A pressão aumentou após o levantamento do sigilo de mensagens trocadas entre Alexandre de Moraes e Daniel Vorcaro e o embate público entre Moraes e André Mendonça. Na terça-feira (8), Mendonça determinou o afastamento do diretor-geral da Polícia Federal, Andrei Rodrigues, também citado nas mensagens.
O ministro Alexandre de Moraes acumula mais de 67 pedidos de impeachment. Davi Alcolumbre afirmou que o Senado tem 109 pedidos de parlamentares contra ministros do Supremo. A oposição voltou a articular a abertura de processos de cassação na Casa.
Disputa pelo comando do Senado
A direita considera estratégica a eleição de parlamentares favoráveis ao impeachment para tentar conquistar a presidência do Senado. O senador Astronauta Marcos Pontes afirmou que uma nova composição pode ser mais alinhada ao grupo, mas ressaltou que o presidente da Casa terá poder para definir quais propostas serão votadas.
Em 2025, 41 senadores apoiaram a abertura de processo contra Moraes. A proposta, porém, não foi levada ao plenário por Alcolumbre. Pontes disse que se candidatou à presidência do Senado para alterar esse cenário e defendeu a análise de pedidos juridicamente fundamentados, sem condenações antecipadas.

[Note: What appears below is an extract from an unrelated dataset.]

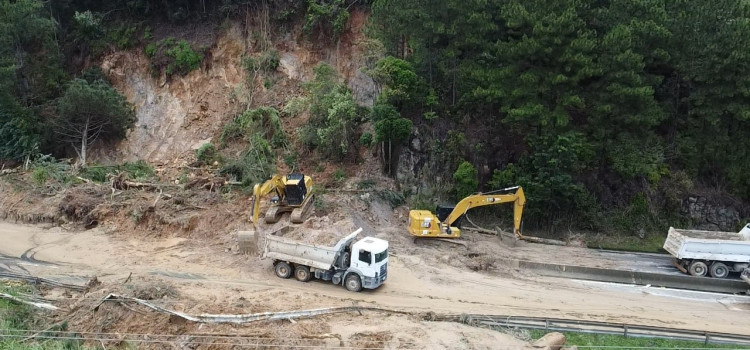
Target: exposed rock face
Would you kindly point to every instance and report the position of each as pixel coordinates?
(711, 215)
(363, 89)
(173, 115)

Pontes também mencionou suspeitas relacionadas a Moraes, Andrei Rodrigues e ao procurador-geral da República, Paulo Gonet. Como ele e Alcolumbre foram eleitos em 2022 e o mandato de senador é de oito anos, os dois não disputam a reeleição neste ano.

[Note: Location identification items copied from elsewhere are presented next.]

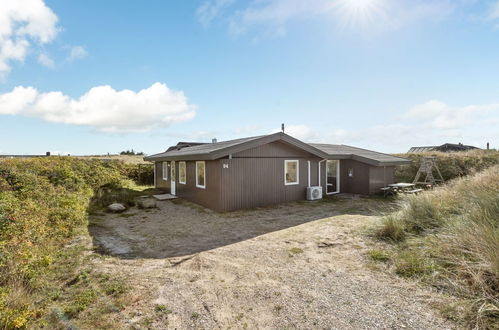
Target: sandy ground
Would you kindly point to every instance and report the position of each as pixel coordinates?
(299, 266)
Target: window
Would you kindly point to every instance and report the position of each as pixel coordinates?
(200, 175)
(181, 173)
(165, 170)
(291, 172)
(332, 176)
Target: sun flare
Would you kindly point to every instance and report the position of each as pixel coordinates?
(359, 13)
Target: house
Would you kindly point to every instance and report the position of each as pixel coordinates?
(446, 147)
(269, 169)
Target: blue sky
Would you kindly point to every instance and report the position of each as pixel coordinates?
(91, 77)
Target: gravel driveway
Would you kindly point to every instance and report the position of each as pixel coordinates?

Levantamento sobre liberdade de expressão
O Ranking dos Políticos apontou que 43,3% dos senadores consideram o STF a principal ameaça à liberdade de expressão no Brasil. A cultura do cancelamento aparece com 16,8%, enquanto o Poder Judiciário e o Congresso Nacional registram 13,3% cada.
Na Câmara dos Deputados, 25% dos parlamentares apontam o STF como a maior ameaça. Em dezembro, uma liminar de Gilmar Mendes elevou para 54 votos o quórum necessário para admitir processos de impeachment contra ministros do Supremo. Antes, bastavam 41 votos, correspondentes à maioria simples.
O diretor-geral do Ranking dos Políticos, Juan Carlos Arruda, relacionou o debate à rejeição, em abril deste ano, da indicação de Jorge Messias para o STF. Indicado por Luiz Inácio Lula da Silva, Messias foi o primeiro candidato ao tribunal rejeitado pelo Senado desde 1894. Para Arruda, o episódio rompeu um tabu e pode influenciar novas decisões do Congresso.